BASW conference hears call for social work lecturers to remain in practice

Lecturers in social work should be required to remain in practice, a former deputy director of children and young people’s services told a BASW conference on the Munro reform agenda.
Steve Goodman, one of the architects of the Reclaiming Social Work model developed in in Hackney told the 500 social workers who gathered for the one day event in London: “I would follow the medical model. Why do we have lecturers who no longer practice? All teachers at university should be practising.”
He added: “Students spend a day learning about a particular theory when they should be spending weeks and weeks understanding theory and methods. We need a big shift in the training of social workers.”

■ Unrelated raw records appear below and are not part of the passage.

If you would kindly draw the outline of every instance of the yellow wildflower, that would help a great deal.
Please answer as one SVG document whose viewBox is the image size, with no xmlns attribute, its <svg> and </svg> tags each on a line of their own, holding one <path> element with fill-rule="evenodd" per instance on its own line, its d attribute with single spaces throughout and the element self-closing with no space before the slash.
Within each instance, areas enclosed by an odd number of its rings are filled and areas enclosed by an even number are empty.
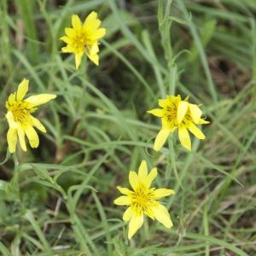
<svg viewBox="0 0 256 256">
<path fill-rule="evenodd" d="M 106 29 L 99 27 L 102 21 L 97 19 L 97 13 L 91 12 L 82 24 L 78 15 L 72 16 L 73 27 L 66 27 L 66 36 L 60 39 L 67 44 L 61 50 L 63 52 L 74 53 L 76 68 L 80 66 L 83 55 L 96 65 L 99 65 L 98 39 L 104 37 Z"/>
<path fill-rule="evenodd" d="M 163 108 L 154 108 L 148 111 L 157 117 L 161 118 L 162 129 L 158 133 L 154 149 L 159 151 L 166 143 L 168 136 L 176 128 L 178 129 L 178 137 L 182 145 L 188 150 L 191 150 L 191 140 L 188 130 L 197 138 L 202 140 L 206 137 L 195 125 L 208 124 L 201 118 L 201 110 L 195 104 L 183 101 L 181 96 L 166 96 L 166 99 L 159 100 L 159 106 Z"/>
<path fill-rule="evenodd" d="M 172 222 L 167 209 L 158 200 L 175 192 L 167 189 L 150 189 L 151 183 L 156 176 L 156 168 L 153 168 L 148 174 L 147 163 L 143 160 L 138 173 L 134 171 L 131 171 L 129 173 L 129 181 L 133 190 L 117 187 L 125 195 L 118 197 L 113 203 L 119 206 L 129 206 L 123 215 L 124 221 L 129 221 L 129 239 L 142 227 L 144 214 L 152 219 L 158 220 L 168 229 L 172 227 Z"/>
<path fill-rule="evenodd" d="M 37 110 L 38 106 L 56 97 L 53 94 L 39 94 L 23 100 L 28 90 L 28 79 L 23 79 L 18 86 L 17 92 L 12 93 L 5 103 L 8 109 L 6 118 L 9 126 L 7 142 L 10 153 L 16 151 L 18 137 L 21 148 L 26 151 L 25 135 L 32 148 L 38 147 L 39 138 L 33 126 L 43 132 L 46 132 L 46 130 L 41 122 L 31 113 Z"/>
</svg>

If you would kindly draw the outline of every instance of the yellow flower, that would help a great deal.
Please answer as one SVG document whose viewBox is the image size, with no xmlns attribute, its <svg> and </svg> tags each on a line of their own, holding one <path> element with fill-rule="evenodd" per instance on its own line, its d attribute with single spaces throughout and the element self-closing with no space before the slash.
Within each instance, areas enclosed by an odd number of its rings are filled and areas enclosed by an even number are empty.
<svg viewBox="0 0 256 256">
<path fill-rule="evenodd" d="M 202 140 L 206 137 L 195 125 L 208 124 L 201 118 L 201 110 L 195 104 L 191 104 L 186 97 L 166 96 L 166 99 L 159 100 L 159 106 L 163 108 L 154 108 L 148 111 L 161 118 L 162 129 L 160 131 L 154 143 L 154 149 L 159 151 L 166 143 L 168 136 L 176 128 L 178 129 L 178 137 L 182 145 L 191 150 L 191 140 L 188 130 L 197 138 Z"/>
<path fill-rule="evenodd" d="M 150 185 L 156 176 L 156 168 L 153 168 L 148 174 L 147 163 L 143 160 L 138 174 L 134 171 L 131 171 L 129 174 L 129 181 L 133 191 L 127 188 L 117 187 L 125 195 L 118 197 L 113 203 L 119 206 L 129 206 L 123 216 L 124 221 L 129 221 L 129 239 L 142 227 L 144 214 L 152 219 L 158 220 L 168 229 L 172 227 L 167 209 L 158 200 L 175 192 L 167 189 L 150 189 Z"/>
<path fill-rule="evenodd" d="M 91 12 L 82 24 L 78 15 L 72 16 L 73 27 L 66 27 L 66 36 L 60 39 L 67 44 L 61 50 L 63 52 L 74 53 L 76 68 L 81 63 L 83 55 L 96 65 L 99 65 L 99 47 L 98 39 L 104 37 L 106 29 L 100 27 L 102 21 L 97 19 L 97 13 Z"/>
<path fill-rule="evenodd" d="M 7 142 L 10 153 L 16 151 L 18 137 L 21 148 L 26 151 L 25 135 L 32 148 L 38 147 L 39 138 L 33 126 L 43 132 L 46 132 L 46 130 L 41 122 L 31 113 L 37 110 L 38 106 L 56 97 L 53 94 L 39 94 L 23 100 L 28 90 L 28 79 L 23 79 L 19 84 L 17 92 L 12 93 L 5 103 L 8 109 L 6 118 L 9 126 Z"/>
</svg>

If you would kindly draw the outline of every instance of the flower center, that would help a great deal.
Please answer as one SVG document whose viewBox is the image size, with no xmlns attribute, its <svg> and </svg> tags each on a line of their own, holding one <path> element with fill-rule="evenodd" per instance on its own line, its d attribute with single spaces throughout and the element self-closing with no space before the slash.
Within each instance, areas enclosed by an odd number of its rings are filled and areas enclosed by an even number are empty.
<svg viewBox="0 0 256 256">
<path fill-rule="evenodd" d="M 83 52 L 88 44 L 90 44 L 90 41 L 87 39 L 86 35 L 84 32 L 77 33 L 73 42 L 75 52 Z"/>
<path fill-rule="evenodd" d="M 30 113 L 35 109 L 31 108 L 27 102 L 15 102 L 13 103 L 7 102 L 7 108 L 11 111 L 14 120 L 16 123 L 26 125 L 30 120 Z"/>
<path fill-rule="evenodd" d="M 131 195 L 132 206 L 138 215 L 146 212 L 154 202 L 152 189 L 144 188 L 143 185 L 138 186 Z"/>
</svg>

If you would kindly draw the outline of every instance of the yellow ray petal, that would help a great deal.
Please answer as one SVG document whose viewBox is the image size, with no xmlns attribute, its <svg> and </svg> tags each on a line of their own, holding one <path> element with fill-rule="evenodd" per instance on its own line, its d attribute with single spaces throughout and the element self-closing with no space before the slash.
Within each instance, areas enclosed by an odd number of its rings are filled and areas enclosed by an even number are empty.
<svg viewBox="0 0 256 256">
<path fill-rule="evenodd" d="M 128 228 L 128 238 L 131 239 L 133 235 L 139 230 L 143 224 L 143 215 L 132 216 L 129 222 Z"/>
<path fill-rule="evenodd" d="M 166 96 L 167 98 L 168 96 Z M 161 108 L 166 108 L 167 105 L 169 104 L 168 100 L 166 99 L 160 99 L 158 100 L 158 105 Z"/>
<path fill-rule="evenodd" d="M 181 101 L 177 105 L 177 123 L 181 123 L 187 111 L 189 108 L 189 102 Z"/>
<path fill-rule="evenodd" d="M 198 122 L 200 120 L 200 118 L 201 118 L 201 110 L 195 104 L 189 103 L 189 110 L 190 110 L 190 113 L 191 113 L 191 117 L 192 117 L 193 121 L 195 124 L 198 124 Z"/>
<path fill-rule="evenodd" d="M 9 150 L 10 153 L 15 153 L 16 151 L 17 145 L 17 130 L 9 129 L 7 132 L 7 143 L 9 146 Z"/>
<path fill-rule="evenodd" d="M 158 200 L 160 198 L 173 195 L 175 194 L 175 191 L 172 189 L 157 189 L 154 190 L 154 199 Z"/>
<path fill-rule="evenodd" d="M 200 124 L 200 125 L 205 125 L 205 124 L 209 124 L 209 123 L 210 123 L 209 121 L 204 120 L 202 119 L 200 119 L 199 122 L 198 122 L 198 124 Z"/>
<path fill-rule="evenodd" d="M 82 27 L 81 20 L 77 15 L 72 15 L 72 26 L 74 29 L 80 29 Z"/>
<path fill-rule="evenodd" d="M 18 127 L 17 131 L 18 131 L 18 137 L 19 137 L 19 142 L 20 142 L 20 147 L 23 151 L 26 151 L 26 142 L 25 142 L 25 132 L 20 126 Z"/>
<path fill-rule="evenodd" d="M 129 221 L 134 213 L 135 212 L 132 211 L 132 208 L 128 207 L 123 215 L 123 220 L 125 222 Z"/>
<path fill-rule="evenodd" d="M 83 55 L 84 55 L 83 51 L 75 54 L 76 69 L 78 69 L 81 64 Z"/>
<path fill-rule="evenodd" d="M 66 27 L 65 33 L 68 38 L 74 38 L 76 36 L 76 31 L 71 27 Z"/>
<path fill-rule="evenodd" d="M 131 204 L 131 198 L 126 195 L 121 195 L 113 201 L 118 206 L 130 206 Z"/>
<path fill-rule="evenodd" d="M 169 129 L 161 129 L 154 143 L 154 149 L 155 151 L 159 151 L 163 147 L 171 132 Z"/>
<path fill-rule="evenodd" d="M 28 90 L 28 83 L 29 80 L 24 79 L 21 83 L 19 84 L 18 86 L 18 90 L 17 90 L 17 101 L 18 102 L 21 102 L 22 99 L 24 98 L 24 96 L 26 96 L 27 90 Z"/>
<path fill-rule="evenodd" d="M 86 32 L 93 32 L 100 26 L 101 23 L 102 21 L 97 19 L 97 13 L 93 11 L 86 17 L 83 29 Z"/>
<path fill-rule="evenodd" d="M 7 114 L 5 115 L 5 117 L 7 119 L 7 121 L 8 121 L 9 128 L 11 128 L 11 129 L 18 129 L 19 124 L 15 121 L 14 115 L 13 115 L 13 113 L 12 113 L 11 111 L 8 111 Z"/>
<path fill-rule="evenodd" d="M 38 148 L 39 145 L 39 137 L 32 126 L 29 126 L 25 130 L 25 134 L 28 138 L 30 146 L 32 148 Z"/>
<path fill-rule="evenodd" d="M 31 119 L 32 119 L 32 125 L 35 126 L 36 128 L 38 128 L 39 131 L 41 131 L 42 132 L 46 132 L 46 129 L 44 126 L 44 125 L 36 118 L 34 118 L 33 116 L 30 116 Z"/>
<path fill-rule="evenodd" d="M 171 229 L 172 227 L 173 224 L 171 220 L 170 214 L 164 206 L 159 204 L 157 207 L 152 207 L 152 211 L 154 218 L 165 227 L 167 229 Z"/>
<path fill-rule="evenodd" d="M 16 101 L 16 93 L 11 93 L 10 96 L 8 98 L 8 102 L 5 103 L 6 108 L 8 108 L 9 104 L 14 104 L 14 102 Z"/>
<path fill-rule="evenodd" d="M 178 138 L 182 145 L 188 150 L 191 151 L 191 141 L 189 134 L 187 128 L 183 124 L 178 125 Z"/>
<path fill-rule="evenodd" d="M 154 108 L 152 110 L 147 111 L 147 113 L 152 113 L 157 117 L 163 117 L 164 115 L 164 110 L 161 108 Z"/>
<path fill-rule="evenodd" d="M 138 171 L 138 177 L 140 180 L 144 181 L 148 177 L 148 166 L 145 160 L 142 160 L 142 163 Z"/>
<path fill-rule="evenodd" d="M 133 190 L 136 190 L 138 186 L 138 177 L 134 171 L 129 172 L 129 182 Z"/>
<path fill-rule="evenodd" d="M 67 44 L 70 44 L 72 42 L 72 40 L 67 36 L 63 36 L 63 37 L 60 38 L 60 39 Z"/>
<path fill-rule="evenodd" d="M 38 94 L 26 98 L 24 102 L 29 102 L 31 108 L 45 104 L 49 101 L 55 99 L 57 96 L 54 94 Z"/>
<path fill-rule="evenodd" d="M 130 195 L 130 194 L 131 193 L 131 191 L 129 189 L 127 189 L 127 188 L 122 188 L 122 187 L 120 187 L 120 186 L 117 186 L 117 189 L 118 189 L 122 194 L 126 195 Z"/>
<path fill-rule="evenodd" d="M 201 130 L 195 125 L 193 123 L 190 123 L 188 126 L 188 129 L 199 139 L 203 140 L 206 137 L 205 135 L 201 131 Z"/>
</svg>

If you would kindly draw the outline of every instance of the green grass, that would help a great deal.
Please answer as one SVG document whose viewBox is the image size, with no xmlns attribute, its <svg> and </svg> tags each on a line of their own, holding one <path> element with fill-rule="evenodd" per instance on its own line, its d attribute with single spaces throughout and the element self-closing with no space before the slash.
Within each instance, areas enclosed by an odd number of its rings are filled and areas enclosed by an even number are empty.
<svg viewBox="0 0 256 256">
<path fill-rule="evenodd" d="M 0 255 L 256 255 L 256 1 L 0 2 Z M 98 12 L 100 65 L 63 54 L 71 15 Z M 58 97 L 35 116 L 40 145 L 8 151 L 5 102 Z M 211 121 L 191 152 L 147 110 L 166 94 L 201 104 Z M 148 218 L 128 241 L 117 185 L 142 160 L 173 227 Z"/>
</svg>

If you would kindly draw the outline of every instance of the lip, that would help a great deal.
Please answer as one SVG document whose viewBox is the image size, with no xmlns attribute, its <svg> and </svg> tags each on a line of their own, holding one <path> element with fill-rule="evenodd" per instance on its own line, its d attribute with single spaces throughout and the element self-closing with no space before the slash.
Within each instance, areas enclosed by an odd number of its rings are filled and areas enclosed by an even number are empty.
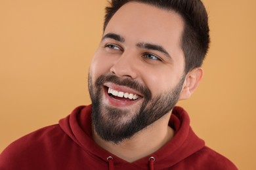
<svg viewBox="0 0 256 170">
<path fill-rule="evenodd" d="M 111 97 L 109 95 L 109 94 L 108 93 L 108 88 L 114 89 L 114 90 L 119 91 L 119 92 L 127 92 L 129 94 L 137 94 L 137 95 L 139 95 L 140 97 L 137 100 L 129 101 L 116 99 L 113 97 Z M 142 97 L 142 95 L 139 93 L 138 93 L 138 92 L 137 92 L 136 90 L 132 90 L 132 89 L 129 88 L 127 87 L 120 86 L 114 84 L 113 83 L 105 83 L 104 84 L 103 89 L 104 89 L 106 104 L 111 105 L 112 107 L 130 107 L 130 106 L 133 105 L 135 104 L 137 104 L 138 103 L 140 103 L 142 99 L 143 98 Z"/>
<path fill-rule="evenodd" d="M 116 84 L 112 83 L 112 82 L 104 83 L 103 84 L 103 86 L 106 86 L 107 88 L 110 88 L 114 89 L 115 90 L 117 90 L 118 92 L 123 92 L 128 93 L 128 94 L 137 94 L 139 96 L 140 96 L 140 97 L 143 97 L 143 95 L 140 93 L 139 93 L 139 92 L 137 92 L 133 89 L 129 88 L 128 87 L 126 87 L 126 86 L 119 86 L 119 85 L 117 85 Z"/>
</svg>

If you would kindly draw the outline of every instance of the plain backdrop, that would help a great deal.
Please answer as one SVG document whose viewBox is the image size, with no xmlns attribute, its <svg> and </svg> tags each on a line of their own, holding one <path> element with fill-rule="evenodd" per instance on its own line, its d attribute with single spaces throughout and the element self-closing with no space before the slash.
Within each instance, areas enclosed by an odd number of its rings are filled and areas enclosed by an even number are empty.
<svg viewBox="0 0 256 170">
<path fill-rule="evenodd" d="M 204 78 L 179 102 L 207 145 L 256 169 L 256 1 L 204 0 L 211 43 Z M 89 104 L 87 72 L 104 0 L 0 1 L 0 152 Z"/>
</svg>

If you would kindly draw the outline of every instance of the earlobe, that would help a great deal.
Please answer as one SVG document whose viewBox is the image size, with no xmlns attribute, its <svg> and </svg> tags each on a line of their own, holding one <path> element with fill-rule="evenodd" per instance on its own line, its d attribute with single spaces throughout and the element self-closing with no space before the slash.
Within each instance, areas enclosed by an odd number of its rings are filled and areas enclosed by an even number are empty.
<svg viewBox="0 0 256 170">
<path fill-rule="evenodd" d="M 203 70 L 202 67 L 195 68 L 186 75 L 179 100 L 187 99 L 190 97 L 198 88 L 203 75 Z"/>
</svg>

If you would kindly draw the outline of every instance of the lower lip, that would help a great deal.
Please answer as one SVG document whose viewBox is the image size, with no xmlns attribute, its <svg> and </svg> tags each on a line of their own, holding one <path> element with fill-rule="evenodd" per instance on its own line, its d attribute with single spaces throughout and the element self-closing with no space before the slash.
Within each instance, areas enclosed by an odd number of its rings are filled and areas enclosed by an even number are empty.
<svg viewBox="0 0 256 170">
<path fill-rule="evenodd" d="M 105 97 L 106 99 L 107 103 L 108 105 L 110 105 L 113 107 L 129 107 L 132 105 L 134 105 L 136 103 L 139 102 L 141 100 L 140 98 L 139 98 L 137 100 L 129 101 L 125 101 L 116 99 L 114 98 L 111 97 L 108 95 L 107 88 L 104 88 L 104 94 L 105 94 Z"/>
</svg>

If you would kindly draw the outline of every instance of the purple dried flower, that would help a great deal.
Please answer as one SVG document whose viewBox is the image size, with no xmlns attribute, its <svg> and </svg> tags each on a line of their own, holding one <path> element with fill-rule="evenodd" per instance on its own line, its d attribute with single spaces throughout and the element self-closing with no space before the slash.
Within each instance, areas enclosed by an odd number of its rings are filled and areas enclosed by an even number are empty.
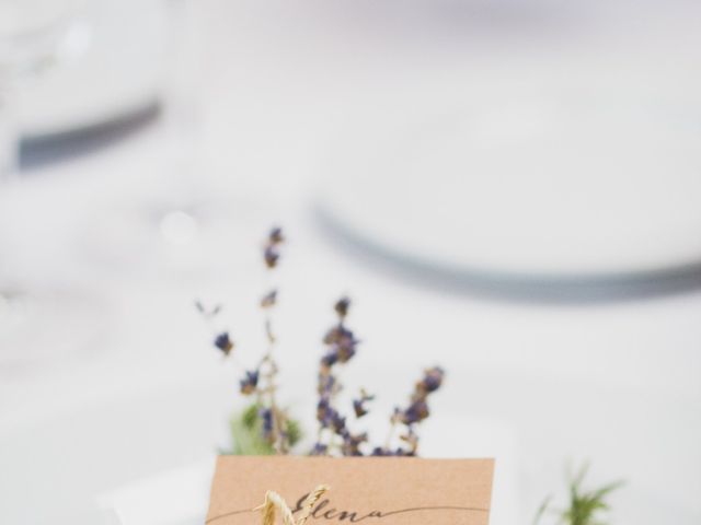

Mr Goodman, an associate of social enterprise Morning Lane Associates, which advises councils across the country on how to implement the Hackney model in children’s services, went on to say that there should be fewer, high-quality social work students and the social work degree should be five years instead of three.
Addressing the conference, The Munro Review and the Future of Child Protection, he added that social work was a job that required “high-intellect and refined interpersonal skills” but that there were people practising who did not have the right abilities to be good practitioners. “I’m afraid up and down the country that’s not the case [that social workers have the right skills] at the moment and those people need to move on to another job,” he said.
Later, Isabelle Trowler, also of Morning Lane Associates and another former Hackney director, she was assistant director of children’s social care, said: “The supply and demand of social work students is completely out of sync. Universities are training too may social workers for the jobs out there.”
Ms Trowler was recently seconded to the Department for Education as an advisor to the Munro Independent Review of Child Protection.